Geological Society of America Bulletin | 1995
Brendan McNulty
The Bench Canyon shear zone is a 20-km-long, moderately to steeply dipping zone of ductile to brittle strain that cuts Cretaceous plutonic and volcanogenic rocks located in the central Sierra Nevada, California. This zone is one of several Cretaceous-age ductile shear zones that record fluctuating strain fields associated with the tectonic/magmatic evolution of the central Sierra Nevadan magmatic arc. As determined by field relations, fabric analysis, and U-Pb and 40 Ar/ 39 Ar geochronology, the Bench Canyon shear zone underwent an episodic deformation history involving both contractional and extensional strain over a period of ∼17 m.y. or longer. Deformation is divided into early (ca. 101?–95 Ma), main (ca. 95–90 Ma), and late (ca. 90–78 Ma) phases. Temperature during main-phase deformation followed a retrograde T - t path of ∼600–300 °C after emplacement of multiple plutons.
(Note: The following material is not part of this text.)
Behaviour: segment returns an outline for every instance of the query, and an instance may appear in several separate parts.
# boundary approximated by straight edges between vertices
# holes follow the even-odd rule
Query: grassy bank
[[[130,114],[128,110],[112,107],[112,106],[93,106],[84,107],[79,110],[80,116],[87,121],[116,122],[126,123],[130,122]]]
Main-phase deformation involved ductile thrust movement in both the 95 ± 1 Ma Red Devil Lake pluton and Lower to mid-Cretaceous volcanic rocks, where thrusting was facilitated by heat and fluids associated with plutonism. Fingerlike sills associated with the Red Devil Lake pluton were emplaced syntectonically with respect to main-phase deformation, but cooled rapidly, undergoing heterogeneous strain more typical of “pre-tectonic” emplacement. The ca. 90 Ma Mount Givens pluton cuts the shear zone fabric in the wall rock, limiting the bulk of deformation to have occurred prior to that time. Domainal and diachronous late-phase reactivation(s) along the zone involved weak, fluid-enhanced ductile (∼500 > T > 300 °C) deformation, and generation of abundant cataclasite and pseudotachylyte. The long-lived, episodic and diachronous deformation history of the Bench Canyon shear zone illustrates the complexities to be expected within shear zones during continental magmatic arc evolution.